I found following typos in actors.list data (same typos are visible on imdb.com as well):

---

# Extra "]" inside character name
Ablow, Keith|"The O'Reilly Factor" (1996) {(2008-06-06)} [Himself]] <6>

# Loose "25", it's maybe billing position missing <>
Brown, Tyler|Michael whole: The Wedding Ringer (2015) 25 [Batting Cage Kid]
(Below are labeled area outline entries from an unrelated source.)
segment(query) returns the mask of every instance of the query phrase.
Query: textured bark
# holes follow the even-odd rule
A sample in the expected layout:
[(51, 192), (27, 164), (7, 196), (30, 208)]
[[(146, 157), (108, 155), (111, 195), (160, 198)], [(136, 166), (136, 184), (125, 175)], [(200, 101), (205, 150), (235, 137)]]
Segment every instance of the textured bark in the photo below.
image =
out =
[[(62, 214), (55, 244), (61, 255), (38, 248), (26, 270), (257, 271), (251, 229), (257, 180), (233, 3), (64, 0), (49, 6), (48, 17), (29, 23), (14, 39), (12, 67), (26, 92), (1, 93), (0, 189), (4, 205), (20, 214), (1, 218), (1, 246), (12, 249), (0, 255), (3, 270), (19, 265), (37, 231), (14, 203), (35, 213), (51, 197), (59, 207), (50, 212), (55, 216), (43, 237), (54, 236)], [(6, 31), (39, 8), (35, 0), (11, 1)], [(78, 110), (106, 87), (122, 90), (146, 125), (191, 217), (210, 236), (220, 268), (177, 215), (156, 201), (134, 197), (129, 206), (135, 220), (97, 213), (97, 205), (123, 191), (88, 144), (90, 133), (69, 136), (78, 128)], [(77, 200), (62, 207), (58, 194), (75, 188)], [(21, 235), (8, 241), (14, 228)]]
# Loose "director of photography" missing eihter () or []
Case, Robert|Drug Wars (2014) director of photography

# Extra "]" inside character name
Gahan, Oscar|The Mysterious Pilot (1937) (uncredited) [Lumberjack Gorman]/Musician]

# Extra "]" inside character name
Lagner, Pavel|Knoflíkári (1997) [Zákazník/úchyl na ulici c 1]] <12>

# Loose "Thomas Dupont" missing eihter () or []
Wickman, Billy|Seventh Son (2014/I) Thomas Dupont [Young Guard] <47>


---

Thank you.

PS. Reason why I had to parse the data in the first place was because the actors.list format is very cumbersome and not suitable for Mapreduce processing for example. I would suggest CSV format like:

ActorName | Title | Year/distinguishNo | Type[M,V,E,TV,VG] | EpisodeName | Season.EpisodeNo | CharacterName(s) | Comment | BillingPosition

Duplication actor name on each role would make the file a bit larger, but improvement on processing performance (and developer comfort) would be ten-fold!
Photo of Simo Tuokko

Simo Tuokko

  • 4 Posts
  • 1 Reply Like

Posted 4 years ago

  • 1
Photo of Dan Dassow

Dan Dassow, Champion

  • 12437 Posts
  • 12383 Reply Likes
Hi Simo Tuokko,

Thank you for reporting the problem.

The data set format dates back to the early 1990s when file size was a significant concern.

CSV format would be nice and as you point out duplicating the actor name would make the files much easier to parse.

It is really up to IMDb to determine whether there is sufficient use of these data sets to justify the cost of reformatting the data as you suggest. If IMDb does reformat the data they may wish to retain the original format for legacy users of the data.

Note: I'm not an employee staff member.
Photo of Simo Tuokko

Simo Tuokko

  • 4 Posts
  • 1 Reply Like
Now I processed the actresses.list as well and it had following typos:

# Extra "]" inside character name
Ambrosavage, Mary whole: "The Ethical Slut" (2013) {Full Exposure (#2.14)} [Principal Keller]]

# Loose "1985-1992"
Hall, London whole: "One Life to Live" (1968) 1985-1992 [waitress/model/hotel patron]

# Loose "Guest"
Jordan, Bianca whole: "Joonas Hytönen show" (1999) {(2000-04-26)} Guest [Herself]

# Extra ")"
Sigmund, Monika whole: Asphalt (1951) ) [Helli] <28>
Photo of DavidAH_Ca

DavidAH_Ca, Champion

  • 3261 Posts
  • 2915 Reply Likes
The lists are duplicates of the data in the main data base, so any error on the main pages will be reflected in the lists. The data should be corrected via the main Update system (starting with the Edit page button on the Name or Title page). Once the corrections are accepted, they should be reflected in the lists; however, I am not sure how often the lists are updated, so there might be a delay before this happens.

As Dan Dassow noted, this is a very old layout, created for conditions that no longer obtain, so IMDb is looking at changing the format of these lists to make them easier to use. You might want to check out API/Bulk Data Access and leave a reply.